The benefits of effective noise control (described above) can be expanded by implementing a Buy Quiet policy.

  • learn more about the implementation of a Buy Quiet Policy for noise control

    Why Buy Quiet?
    One of the most cost-effective ways of reducing noise in a workplace is to 'buy quiet'. Purchasing quiet products can reduce noise levels without additional modification to equipment or the workplace. Specifying less noisy tools and processes during the design phase may help duty holders avoid costly noise controls once long-term purchases and commitments have been made.

    Benefits of Buy Quiet

    • Reducing the risk of hearing loss
    • Reducing the long-term costs of audiometric testing, personal protective equipment, and workers compensation.

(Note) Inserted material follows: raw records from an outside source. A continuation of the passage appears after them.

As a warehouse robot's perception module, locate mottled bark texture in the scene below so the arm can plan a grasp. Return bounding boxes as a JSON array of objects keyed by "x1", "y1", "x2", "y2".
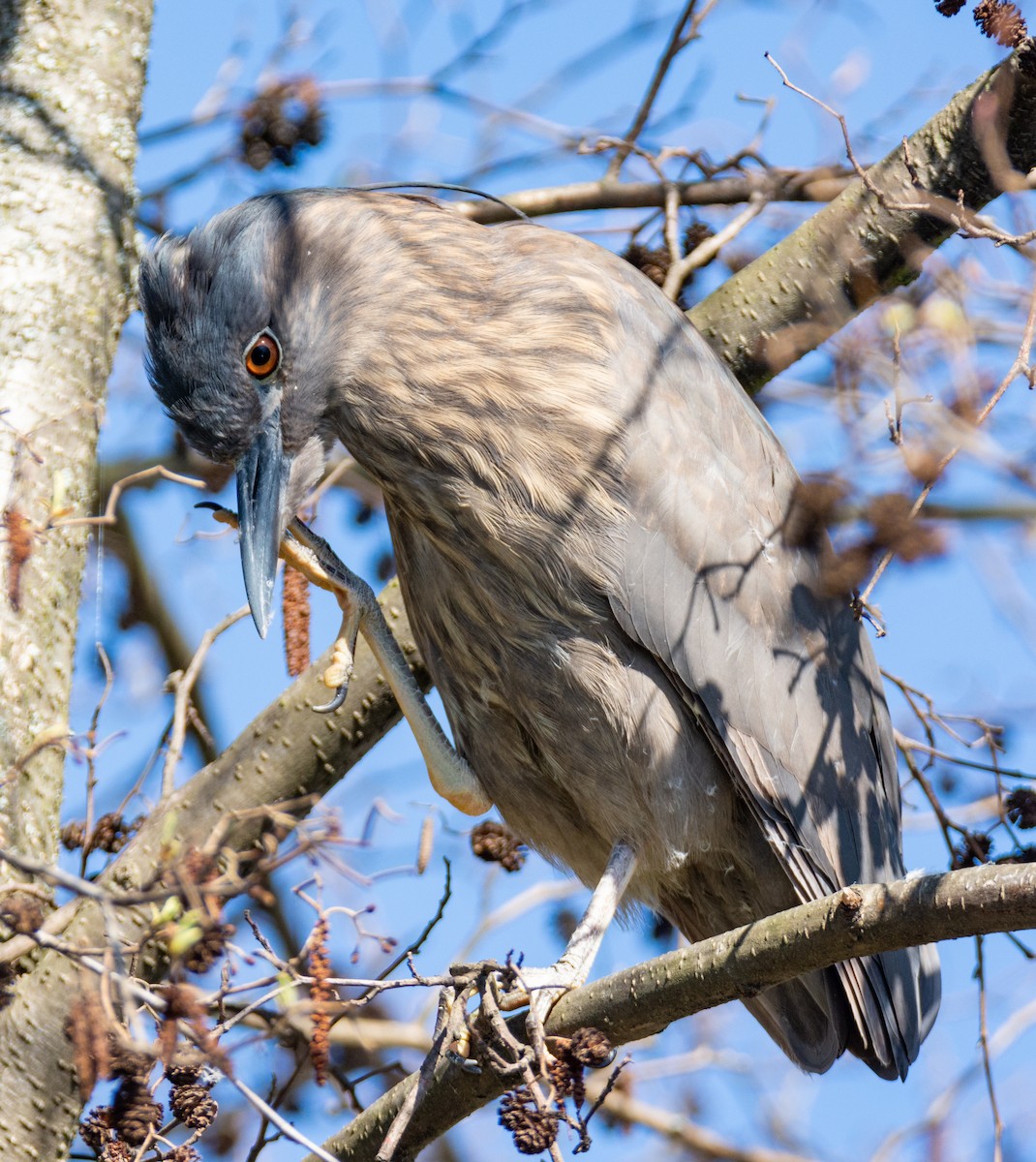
[
  {"x1": 0, "y1": 15, "x2": 1036, "y2": 1162},
  {"x1": 688, "y1": 58, "x2": 1036, "y2": 391},
  {"x1": 0, "y1": 0, "x2": 151, "y2": 1160}
]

This savings is applicable across a wide variety of machinery and equipment.
    • Compliance with The Safe Work Australia (SWA), Code of Practice (COP): Managing hazardous noise and preventing hearing loss at work’ (2018), and AS/NZS 1269.2 Occupational noise management – Noise control management.
    • Reducing the impact of noise on the community.

Have You Considered?

    • Having a “noise control contest” by engaging your maintenance workers to come up with solutions to noise problems identified by your workforce?
    • Controlling the leaks in systems that use compressed air to save on energy costs as well as reducing the noise exposure?
    • How much does your hearing conservation program cost annually per worker? How much can you save by reducing the noise exposure below the action level?
    • Starting a “buy quiet” policy so that no additional noise sources are introduced into your production areas?
    • Setting a goal to do one or more noise control projects per year?
    • Measuring the noise after a noise control is implemented to track the success of the project?
    • Creating a log of all the noise control projects?
    • Updating employee noise exposure records to reflect the new results and when they took effect?
    • Making a strategic plan to lower noise exposures over time, tackling the highest priorities first?

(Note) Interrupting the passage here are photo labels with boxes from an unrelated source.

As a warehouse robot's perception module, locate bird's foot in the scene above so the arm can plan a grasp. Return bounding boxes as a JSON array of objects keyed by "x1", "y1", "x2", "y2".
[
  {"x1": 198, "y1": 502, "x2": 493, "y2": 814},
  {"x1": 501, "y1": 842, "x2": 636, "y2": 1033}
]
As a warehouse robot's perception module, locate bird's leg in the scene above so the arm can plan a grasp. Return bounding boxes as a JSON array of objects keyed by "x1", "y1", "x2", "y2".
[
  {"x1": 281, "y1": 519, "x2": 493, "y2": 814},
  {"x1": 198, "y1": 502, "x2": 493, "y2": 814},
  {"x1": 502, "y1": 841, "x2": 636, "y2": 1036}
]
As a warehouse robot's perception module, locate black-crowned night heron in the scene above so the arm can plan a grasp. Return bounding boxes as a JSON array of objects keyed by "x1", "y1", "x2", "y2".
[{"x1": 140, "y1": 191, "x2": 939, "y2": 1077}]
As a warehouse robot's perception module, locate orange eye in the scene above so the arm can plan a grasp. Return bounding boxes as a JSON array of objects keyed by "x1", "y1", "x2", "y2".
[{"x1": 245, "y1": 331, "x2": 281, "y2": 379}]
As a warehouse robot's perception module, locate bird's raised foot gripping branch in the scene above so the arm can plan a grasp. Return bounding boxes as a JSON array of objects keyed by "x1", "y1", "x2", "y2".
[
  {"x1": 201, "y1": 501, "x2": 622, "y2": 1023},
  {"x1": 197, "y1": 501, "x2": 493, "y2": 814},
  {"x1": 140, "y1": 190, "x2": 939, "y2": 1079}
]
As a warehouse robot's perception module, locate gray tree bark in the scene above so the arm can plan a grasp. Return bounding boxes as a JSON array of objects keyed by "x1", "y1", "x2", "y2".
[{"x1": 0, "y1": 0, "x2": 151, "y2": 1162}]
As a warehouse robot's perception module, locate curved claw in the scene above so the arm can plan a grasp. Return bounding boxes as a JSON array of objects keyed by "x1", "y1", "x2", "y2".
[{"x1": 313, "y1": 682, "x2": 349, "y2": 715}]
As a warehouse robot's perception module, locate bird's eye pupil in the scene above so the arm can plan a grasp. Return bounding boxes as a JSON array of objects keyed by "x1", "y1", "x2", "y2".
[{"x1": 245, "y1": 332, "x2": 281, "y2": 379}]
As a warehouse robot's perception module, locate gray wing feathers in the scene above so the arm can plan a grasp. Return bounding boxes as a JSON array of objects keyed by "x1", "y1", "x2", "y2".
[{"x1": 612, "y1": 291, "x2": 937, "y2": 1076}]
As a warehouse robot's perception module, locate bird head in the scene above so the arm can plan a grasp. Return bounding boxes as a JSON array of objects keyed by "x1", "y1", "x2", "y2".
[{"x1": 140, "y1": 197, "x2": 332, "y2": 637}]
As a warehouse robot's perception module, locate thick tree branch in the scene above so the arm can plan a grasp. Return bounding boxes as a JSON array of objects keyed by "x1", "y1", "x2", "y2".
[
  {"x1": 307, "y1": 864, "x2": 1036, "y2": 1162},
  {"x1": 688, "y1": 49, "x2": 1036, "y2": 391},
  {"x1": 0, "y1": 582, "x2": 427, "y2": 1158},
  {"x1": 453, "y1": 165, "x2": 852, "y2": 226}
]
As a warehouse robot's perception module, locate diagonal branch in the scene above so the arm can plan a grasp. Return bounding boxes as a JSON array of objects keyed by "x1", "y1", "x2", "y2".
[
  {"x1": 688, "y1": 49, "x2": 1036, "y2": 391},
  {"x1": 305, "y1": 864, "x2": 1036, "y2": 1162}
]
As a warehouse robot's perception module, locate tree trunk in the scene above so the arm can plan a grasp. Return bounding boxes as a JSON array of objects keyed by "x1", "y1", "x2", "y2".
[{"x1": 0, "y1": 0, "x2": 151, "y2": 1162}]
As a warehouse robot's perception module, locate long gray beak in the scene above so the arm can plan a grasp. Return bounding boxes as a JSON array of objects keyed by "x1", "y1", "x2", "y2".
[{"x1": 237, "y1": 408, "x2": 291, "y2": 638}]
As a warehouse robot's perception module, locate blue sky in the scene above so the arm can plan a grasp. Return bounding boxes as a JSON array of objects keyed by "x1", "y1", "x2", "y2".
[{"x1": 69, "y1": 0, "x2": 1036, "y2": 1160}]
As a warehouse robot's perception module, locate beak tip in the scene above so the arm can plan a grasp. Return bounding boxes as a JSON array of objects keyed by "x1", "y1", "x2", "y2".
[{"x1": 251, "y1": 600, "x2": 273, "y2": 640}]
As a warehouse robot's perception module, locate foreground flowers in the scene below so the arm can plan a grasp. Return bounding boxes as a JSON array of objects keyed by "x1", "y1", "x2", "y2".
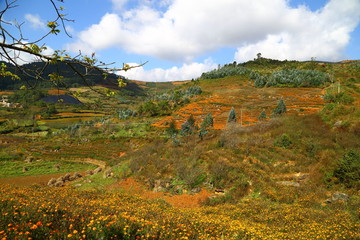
[{"x1": 0, "y1": 186, "x2": 360, "y2": 239}]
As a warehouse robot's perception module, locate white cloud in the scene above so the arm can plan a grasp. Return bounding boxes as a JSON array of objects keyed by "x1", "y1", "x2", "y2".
[
  {"x1": 111, "y1": 0, "x2": 128, "y2": 11},
  {"x1": 25, "y1": 14, "x2": 46, "y2": 29},
  {"x1": 119, "y1": 59, "x2": 217, "y2": 82},
  {"x1": 0, "y1": 42, "x2": 54, "y2": 65},
  {"x1": 235, "y1": 0, "x2": 360, "y2": 62},
  {"x1": 68, "y1": 0, "x2": 360, "y2": 63}
]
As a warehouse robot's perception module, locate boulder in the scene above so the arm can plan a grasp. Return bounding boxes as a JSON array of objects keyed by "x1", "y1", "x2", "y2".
[
  {"x1": 324, "y1": 192, "x2": 350, "y2": 203},
  {"x1": 94, "y1": 167, "x2": 102, "y2": 174},
  {"x1": 48, "y1": 178, "x2": 56, "y2": 187},
  {"x1": 276, "y1": 181, "x2": 300, "y2": 187}
]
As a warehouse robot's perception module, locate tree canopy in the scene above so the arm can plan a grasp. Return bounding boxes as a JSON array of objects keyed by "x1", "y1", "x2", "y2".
[{"x1": 0, "y1": 0, "x2": 145, "y2": 93}]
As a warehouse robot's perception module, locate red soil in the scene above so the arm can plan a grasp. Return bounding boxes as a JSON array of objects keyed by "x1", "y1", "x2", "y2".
[{"x1": 107, "y1": 178, "x2": 212, "y2": 208}]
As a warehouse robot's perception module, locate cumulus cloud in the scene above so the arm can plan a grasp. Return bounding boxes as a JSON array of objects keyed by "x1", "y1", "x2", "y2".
[
  {"x1": 119, "y1": 59, "x2": 217, "y2": 82},
  {"x1": 66, "y1": 0, "x2": 360, "y2": 80},
  {"x1": 68, "y1": 0, "x2": 360, "y2": 63},
  {"x1": 235, "y1": 0, "x2": 360, "y2": 62},
  {"x1": 0, "y1": 43, "x2": 54, "y2": 65},
  {"x1": 25, "y1": 14, "x2": 46, "y2": 29}
]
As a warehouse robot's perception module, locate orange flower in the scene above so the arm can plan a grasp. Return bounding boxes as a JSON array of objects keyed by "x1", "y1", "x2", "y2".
[{"x1": 30, "y1": 224, "x2": 38, "y2": 230}]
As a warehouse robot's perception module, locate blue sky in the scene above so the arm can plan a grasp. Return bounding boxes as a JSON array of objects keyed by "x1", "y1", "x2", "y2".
[{"x1": 0, "y1": 0, "x2": 360, "y2": 81}]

Resources to Learn About Noise Control

Noise, SafeWork Australia
See “Codes and Guides” tab links to: Model Code of Practice: MANAGING NOISE AND PREVENTING HEARING LOSS AT WORK: October 2018.
This page also includes links to State and Territory Regulators for specific local requirements

The Australian Standard AS/NZS 1269 series, Occupational noise management (1 – 4), provides technical requirements and guidance on all facets of occupational noise management.

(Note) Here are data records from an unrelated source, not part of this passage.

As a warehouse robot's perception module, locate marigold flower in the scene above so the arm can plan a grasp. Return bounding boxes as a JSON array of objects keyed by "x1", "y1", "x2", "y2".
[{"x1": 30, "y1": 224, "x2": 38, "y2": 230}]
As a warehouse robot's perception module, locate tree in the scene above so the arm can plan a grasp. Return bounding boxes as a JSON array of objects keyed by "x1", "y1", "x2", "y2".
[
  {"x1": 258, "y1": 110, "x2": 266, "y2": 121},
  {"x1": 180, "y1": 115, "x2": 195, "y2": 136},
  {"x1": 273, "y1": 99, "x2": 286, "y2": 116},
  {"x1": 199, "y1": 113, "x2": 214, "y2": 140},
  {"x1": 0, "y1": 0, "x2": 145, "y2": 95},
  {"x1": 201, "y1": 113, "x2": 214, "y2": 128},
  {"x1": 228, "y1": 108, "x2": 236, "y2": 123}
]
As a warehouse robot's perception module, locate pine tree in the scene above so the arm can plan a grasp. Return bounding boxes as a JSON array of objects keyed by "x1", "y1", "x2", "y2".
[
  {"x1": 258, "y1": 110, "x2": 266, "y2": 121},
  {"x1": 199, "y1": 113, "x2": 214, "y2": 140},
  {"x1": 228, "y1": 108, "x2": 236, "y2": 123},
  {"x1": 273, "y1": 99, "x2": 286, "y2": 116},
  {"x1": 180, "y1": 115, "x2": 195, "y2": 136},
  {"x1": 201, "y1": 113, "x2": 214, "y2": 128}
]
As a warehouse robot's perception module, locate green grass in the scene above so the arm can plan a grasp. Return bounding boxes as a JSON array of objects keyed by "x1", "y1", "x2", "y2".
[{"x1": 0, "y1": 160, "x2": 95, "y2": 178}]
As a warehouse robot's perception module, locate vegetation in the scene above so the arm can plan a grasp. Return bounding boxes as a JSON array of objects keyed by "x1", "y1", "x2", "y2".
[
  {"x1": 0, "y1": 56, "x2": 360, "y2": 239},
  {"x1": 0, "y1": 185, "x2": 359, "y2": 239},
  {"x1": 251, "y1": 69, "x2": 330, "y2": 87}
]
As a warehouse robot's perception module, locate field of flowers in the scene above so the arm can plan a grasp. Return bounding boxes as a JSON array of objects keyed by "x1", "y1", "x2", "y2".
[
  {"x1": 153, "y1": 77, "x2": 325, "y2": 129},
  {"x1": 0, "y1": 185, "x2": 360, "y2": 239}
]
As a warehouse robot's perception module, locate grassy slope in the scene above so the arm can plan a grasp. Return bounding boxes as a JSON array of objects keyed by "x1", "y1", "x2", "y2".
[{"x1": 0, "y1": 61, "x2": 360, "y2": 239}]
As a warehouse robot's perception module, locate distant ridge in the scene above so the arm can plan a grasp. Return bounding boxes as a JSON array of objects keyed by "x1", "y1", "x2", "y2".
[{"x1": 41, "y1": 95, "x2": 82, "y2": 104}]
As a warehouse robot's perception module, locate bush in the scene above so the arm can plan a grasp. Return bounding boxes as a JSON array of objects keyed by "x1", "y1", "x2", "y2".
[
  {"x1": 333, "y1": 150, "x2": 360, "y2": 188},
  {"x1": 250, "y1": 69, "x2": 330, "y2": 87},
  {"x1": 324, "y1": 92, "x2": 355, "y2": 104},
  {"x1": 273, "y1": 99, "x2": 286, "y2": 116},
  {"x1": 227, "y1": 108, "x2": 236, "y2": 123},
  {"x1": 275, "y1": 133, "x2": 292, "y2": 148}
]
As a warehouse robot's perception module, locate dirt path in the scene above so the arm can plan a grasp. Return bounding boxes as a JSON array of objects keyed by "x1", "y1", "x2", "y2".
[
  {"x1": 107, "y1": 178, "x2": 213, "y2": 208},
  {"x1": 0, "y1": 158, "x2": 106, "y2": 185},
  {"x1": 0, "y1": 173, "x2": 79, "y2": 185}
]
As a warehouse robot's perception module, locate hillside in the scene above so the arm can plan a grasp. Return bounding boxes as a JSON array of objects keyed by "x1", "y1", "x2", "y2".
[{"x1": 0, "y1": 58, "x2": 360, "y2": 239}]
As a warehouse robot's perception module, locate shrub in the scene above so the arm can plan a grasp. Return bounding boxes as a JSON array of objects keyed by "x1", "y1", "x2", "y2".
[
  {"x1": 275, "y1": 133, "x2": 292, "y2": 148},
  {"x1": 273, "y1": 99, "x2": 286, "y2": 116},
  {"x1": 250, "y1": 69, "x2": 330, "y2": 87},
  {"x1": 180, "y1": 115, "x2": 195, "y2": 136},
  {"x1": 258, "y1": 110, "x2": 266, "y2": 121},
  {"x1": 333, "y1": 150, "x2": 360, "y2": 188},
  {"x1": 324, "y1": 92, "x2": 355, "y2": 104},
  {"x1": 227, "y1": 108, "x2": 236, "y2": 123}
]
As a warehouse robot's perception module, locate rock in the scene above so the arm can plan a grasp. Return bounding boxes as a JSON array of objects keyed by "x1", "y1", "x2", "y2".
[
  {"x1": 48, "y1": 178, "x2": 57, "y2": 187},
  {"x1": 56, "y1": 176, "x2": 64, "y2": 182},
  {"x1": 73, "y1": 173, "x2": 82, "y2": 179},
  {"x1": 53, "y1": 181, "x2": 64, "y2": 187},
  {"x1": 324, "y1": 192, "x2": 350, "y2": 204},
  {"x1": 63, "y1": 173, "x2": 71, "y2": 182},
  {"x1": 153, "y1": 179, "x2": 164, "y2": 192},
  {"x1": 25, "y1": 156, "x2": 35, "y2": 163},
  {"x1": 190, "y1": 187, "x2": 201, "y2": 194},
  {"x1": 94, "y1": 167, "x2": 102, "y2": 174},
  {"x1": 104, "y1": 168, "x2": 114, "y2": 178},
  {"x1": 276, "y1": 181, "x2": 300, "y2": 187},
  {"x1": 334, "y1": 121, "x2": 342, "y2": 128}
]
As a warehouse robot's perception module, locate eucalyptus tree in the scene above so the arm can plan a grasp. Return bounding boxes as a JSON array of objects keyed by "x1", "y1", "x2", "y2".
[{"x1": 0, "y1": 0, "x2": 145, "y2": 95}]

  • IMPORTANT NOTE: This information is based on selected current national requirements. Other country or local requirements may be different. Always consult User Instructions and follow local laws and regulations. This website contains an overview of general information and should not be relied upon to make specific decisions. Reading this information does not certify proficiency in safety and health. Information is current as of the date of publication, and requirements can change in the future. This information should not be relied upon in isolation, as the content is often accompanied by additional and/or clarifying information. All applicable laws and regulations must be followed.